About Me

I am a 45 year husband and dad, currently adjusting to life back in the United States after living in Italy for a little over two years. I love spending time with my family, cycling, model railroading, mosaics and watching TV and movies.

Sunday, December 5, 2010


Today we headed to Pompeii. 

First stop was a bar to have coffee, tea and pastries.  We found Antica Paticceria Bar Mimi.  They advertised the best cappuccino in Sorrento, and they were right. 

Sorry for the sideways pic.  Blogger is giving me picture upload problems. 

After breakfast, we caught the Circumvesuviana Train to Pompeii, about a 40 min ride along the coast.  

Pompeii was founded in 600 B.C.  It soon became a booming middle class Roman trade city.  Pompeii was the place for action and shopping.  It's 20,000 residents enjoyed more than 40 bakeries, 30 brothels, and 130 bars, restaurants and hotels. 

The Forum was Pompeii's commercial, religious and political center. 

Street of Pompeii.  In the background is Vesuvius.  At about noon on August 24, A.D. 79 Mount Vesuvius blew, sending a cloud of ash, dust and cinders 12 miles into the air.  The ash fell like snow on Pompeii, collapsing roofs, but leaving walls intact.  2,000 of the 20,000 residents were unable to escape over 8 feet of ash that buried the town. 

Ancient Rome was rich with mosaics

This was a typical bar or restaurant.  Most ancient Romans did not cook for themselves.  The holes in the counters held the pots for food.  Each container was like a thermos holding soup, wine and other foods.

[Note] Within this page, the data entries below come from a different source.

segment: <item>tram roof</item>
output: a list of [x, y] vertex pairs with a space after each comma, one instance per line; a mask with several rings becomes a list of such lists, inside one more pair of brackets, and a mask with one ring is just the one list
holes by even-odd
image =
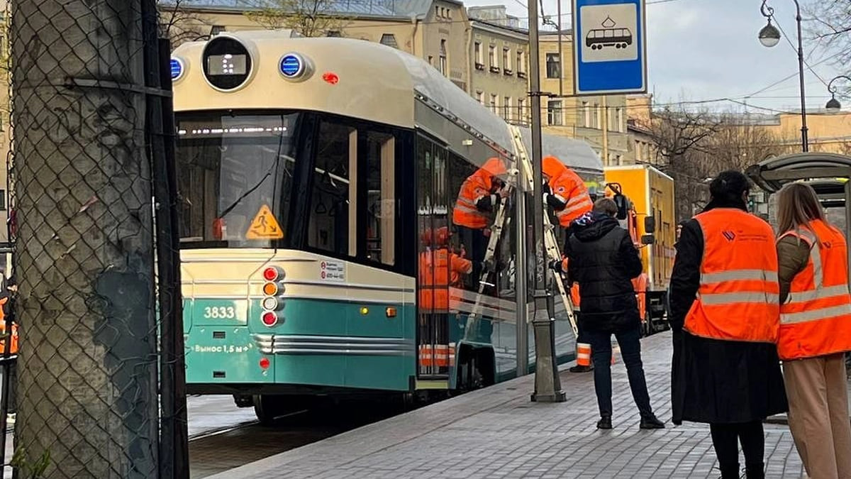
[[[444, 117], [454, 120], [456, 124], [469, 126], [470, 130], [481, 134], [488, 140], [499, 145], [502, 148], [514, 152], [511, 134], [508, 124], [505, 121], [480, 104], [463, 89], [458, 88], [448, 78], [441, 74], [436, 68], [431, 66], [426, 61], [414, 56], [406, 52], [382, 45], [373, 42], [365, 42], [351, 38], [294, 38], [290, 31], [244, 31], [229, 32], [227, 36], [253, 43], [261, 51], [266, 49], [271, 51], [281, 50], [283, 53], [286, 49], [302, 51], [308, 56], [311, 55], [329, 55], [345, 50], [346, 54], [340, 54], [337, 60], [334, 60], [335, 70], [339, 68], [337, 73], [340, 78], [346, 78], [346, 84], [351, 89], [340, 89], [334, 95], [343, 95], [345, 101], [339, 101], [335, 99], [326, 96], [323, 101], [323, 107], [329, 108], [329, 111], [337, 111], [340, 114], [349, 116], [358, 116], [365, 114], [370, 119], [375, 121], [390, 121], [393, 124], [401, 124], [403, 112], [407, 123], [410, 126], [415, 126], [414, 112], [412, 109], [414, 101], [403, 101], [407, 95], [417, 95], [420, 96], [426, 105], [437, 110]], [[175, 54], [190, 54], [191, 57], [197, 61], [197, 55], [200, 55], [203, 45], [205, 42], [192, 42], [184, 43], [177, 49]], [[262, 55], [262, 54], [261, 54]], [[363, 60], [363, 59], [368, 59]], [[326, 61], [328, 58], [326, 58]], [[327, 61], [323, 61], [323, 63]], [[261, 66], [260, 68], [266, 68]], [[197, 70], [197, 69], [195, 69]], [[376, 82], [375, 73], [380, 72], [380, 82]], [[190, 71], [190, 76], [200, 75], [198, 72]], [[196, 79], [198, 77], [195, 77]], [[263, 88], [270, 84], [268, 82], [277, 82], [278, 76], [266, 74], [258, 74], [253, 83], [260, 82], [261, 85], [257, 88]], [[308, 79], [307, 82], [321, 82], [322, 80]], [[356, 97], [351, 95], [351, 91], [365, 91], [365, 89], [374, 89], [376, 84], [381, 88], [387, 89], [381, 92], [380, 95], [359, 95]], [[176, 88], [177, 85], [175, 85]], [[407, 95], [404, 91], [410, 92]], [[413, 90], [413, 91], [412, 91]], [[347, 95], [345, 92], [348, 92]], [[203, 104], [205, 108], [214, 108], [217, 106], [227, 104], [227, 94], [221, 94], [210, 89], [206, 91], [203, 97], [197, 96], [198, 91], [190, 94], [195, 96], [190, 103]], [[292, 101], [296, 104], [301, 102], [306, 106], [308, 100], [305, 95], [293, 97]], [[386, 107], [376, 108], [375, 99], [379, 96], [386, 101]], [[424, 97], [424, 98], [423, 98]], [[408, 96], [410, 98], [410, 96]], [[255, 101], [266, 101], [267, 96], [257, 98]], [[412, 99], [413, 100], [413, 99]], [[175, 107], [179, 104], [186, 104], [186, 98], [180, 99], [175, 102]], [[403, 105], [406, 103], [411, 107]], [[188, 104], [186, 104], [188, 107]], [[299, 107], [294, 105], [294, 107]], [[531, 153], [531, 135], [528, 128], [521, 128], [523, 142], [527, 152]], [[545, 155], [554, 155], [559, 158], [565, 164], [574, 168], [578, 172], [586, 175], [599, 175], [603, 173], [603, 162], [591, 148], [591, 147], [581, 141], [567, 138], [564, 136], [556, 136], [551, 135], [542, 135], [543, 153]]]

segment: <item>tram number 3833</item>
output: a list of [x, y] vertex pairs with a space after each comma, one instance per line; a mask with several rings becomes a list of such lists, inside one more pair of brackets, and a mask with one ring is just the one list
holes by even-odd
[[204, 318], [224, 318], [231, 320], [237, 317], [237, 311], [232, 306], [218, 306], [204, 308]]

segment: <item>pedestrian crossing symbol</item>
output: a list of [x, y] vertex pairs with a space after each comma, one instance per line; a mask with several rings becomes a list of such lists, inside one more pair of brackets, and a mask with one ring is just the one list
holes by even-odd
[[269, 206], [264, 205], [260, 206], [260, 211], [251, 222], [248, 231], [245, 234], [245, 238], [248, 240], [280, 240], [283, 238], [283, 231], [275, 215], [271, 214]]

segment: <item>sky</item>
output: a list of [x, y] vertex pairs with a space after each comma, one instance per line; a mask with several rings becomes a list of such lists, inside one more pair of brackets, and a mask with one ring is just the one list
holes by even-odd
[[[508, 13], [525, 21], [528, 17], [526, 0], [505, 1]], [[543, 0], [544, 13], [554, 20], [557, 1]], [[569, 28], [573, 2], [561, 1], [562, 24]], [[802, 7], [808, 1], [818, 0], [802, 0]], [[478, 6], [499, 2], [466, 0], [465, 3]], [[746, 103], [747, 110], [752, 113], [799, 111], [795, 3], [768, 1], [774, 9], [774, 23], [782, 31], [780, 43], [770, 49], [757, 39], [757, 33], [766, 25], [761, 4], [761, 0], [648, 0], [648, 84], [654, 101], [664, 104], [729, 98]], [[804, 59], [815, 73], [805, 70], [807, 108], [824, 108], [830, 99], [827, 82], [847, 72], [832, 66], [830, 52], [817, 48], [808, 36], [805, 26]], [[777, 83], [786, 77], [791, 78]], [[851, 98], [840, 101], [843, 109], [851, 107]], [[705, 106], [717, 110], [741, 111], [745, 107], [728, 101]]]

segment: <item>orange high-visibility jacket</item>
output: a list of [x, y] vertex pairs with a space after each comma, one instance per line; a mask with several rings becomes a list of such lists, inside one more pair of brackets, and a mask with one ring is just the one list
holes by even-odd
[[781, 360], [822, 356], [851, 350], [851, 294], [848, 245], [839, 230], [821, 220], [788, 231], [809, 246], [809, 260], [792, 279], [780, 305]]
[[[9, 297], [0, 299], [0, 336], [6, 336], [6, 315], [3, 312], [3, 307], [6, 305]], [[13, 355], [18, 354], [18, 325], [12, 323], [12, 342], [9, 343], [9, 352]], [[5, 338], [0, 339], [0, 355], [3, 355], [5, 348]]]
[[573, 170], [554, 156], [544, 158], [542, 170], [550, 176], [552, 194], [565, 204], [563, 210], [556, 211], [563, 228], [568, 228], [572, 221], [591, 211], [594, 204], [588, 194], [588, 188]]
[[471, 261], [445, 247], [420, 253], [420, 310], [448, 310], [449, 286], [460, 287], [460, 275], [472, 269]]
[[[455, 208], [452, 211], [452, 222], [458, 226], [473, 229], [483, 229], [488, 227], [488, 216], [480, 211], [476, 205], [485, 196], [491, 195], [493, 176], [504, 175], [507, 170], [505, 164], [498, 158], [486, 161], [482, 168], [467, 176], [458, 192]], [[496, 199], [494, 199], [495, 205]]]
[[704, 240], [700, 287], [683, 328], [713, 339], [776, 343], [780, 286], [771, 227], [735, 208], [694, 219]]

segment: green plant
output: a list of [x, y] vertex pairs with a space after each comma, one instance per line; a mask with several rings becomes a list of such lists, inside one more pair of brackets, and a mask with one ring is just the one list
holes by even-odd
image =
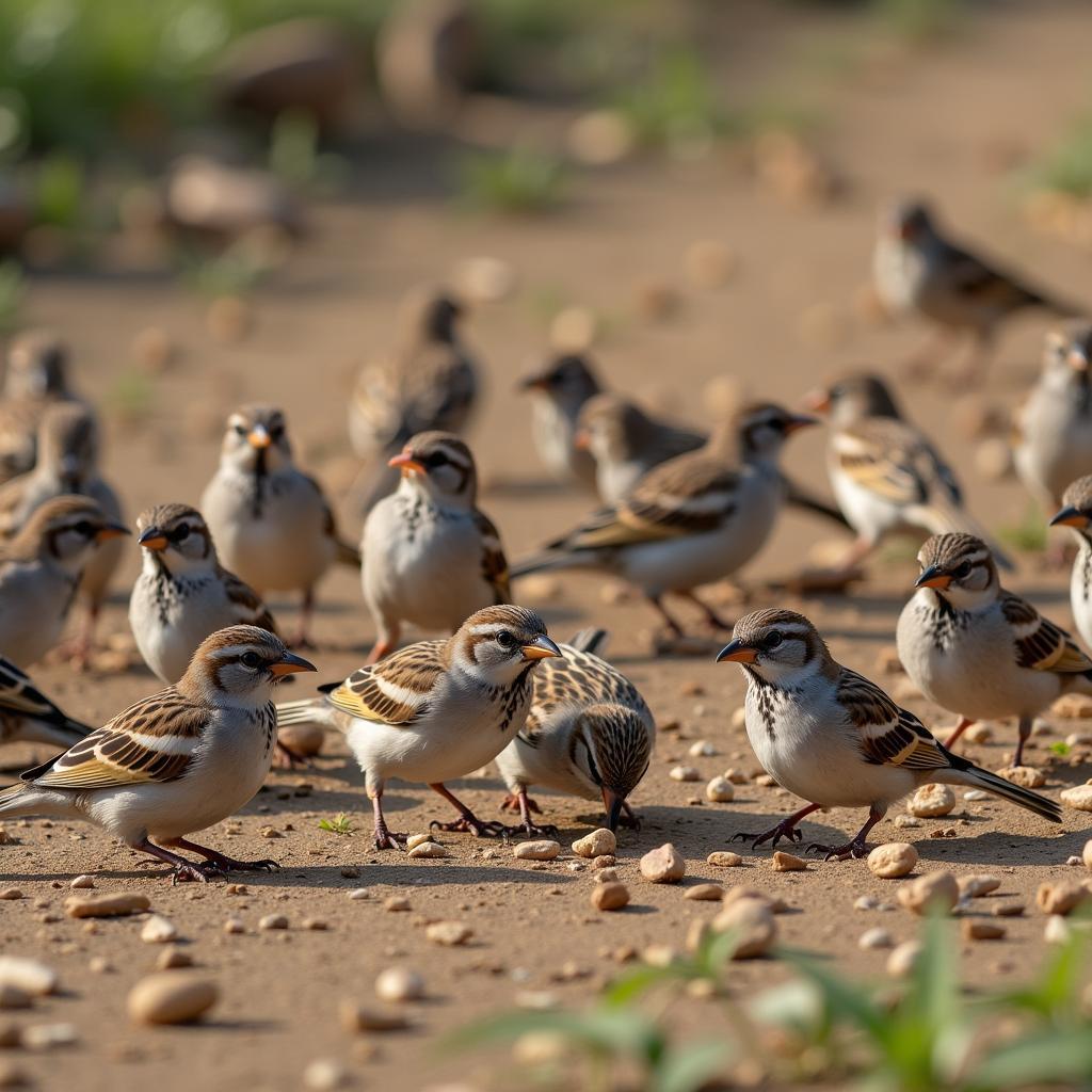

They flooded the streets with gushing water every day to clean them.  These stepping stones let pedestrians cross without getting their sandals wet.  Chariots traveling in either direction could straddle the stones. 

Many homes had these shallow pools just inside their entry doors.  They were used to rinse feet after a dusty day in Pompeii.

2, 000 residents did not escape the eruption of Vesuvius.  Archeologists were able to capture the last eerie momonts in a unique way.  Pompeii citizens suffocated under the ash.  While excavating, archeologists detected hollow spaces underfoot, created when the bodies decomposed.  By gently filling the holes with plaster, they were able to create molds of the victims.  These plaster molds still have the ancient bones mixed inside.

Another view of the Forum.  It was dominated by the Temple of Jupiter. A few of its columns remain.

Another victim.


Original teeth and skull bones mixed with plaster cast.

Baths of the Forum.  Pompeii had six public baths, each with a women's and men's section. 

Chariot ruts in the stone road

Another Roman 'fast food' bar

Some parts of Pompeii now produce grapes for wine.  The volcanic soil is very fertile.

Amphitheater.  Here, gladiators and wild animals fought in combat.

Our train home.

Pompeii was a little different than I expected.  I thought it was located out in the valleys of Italy.  It's actually surrounded by the suburbs of Naples.  Many areas were closed to tourists for various reasons, the most notable of which, is the recent collapsing of several walls and houses.  Overall, it was very interesting and well worth the trip.

Tomorrow we head to the island of Capri.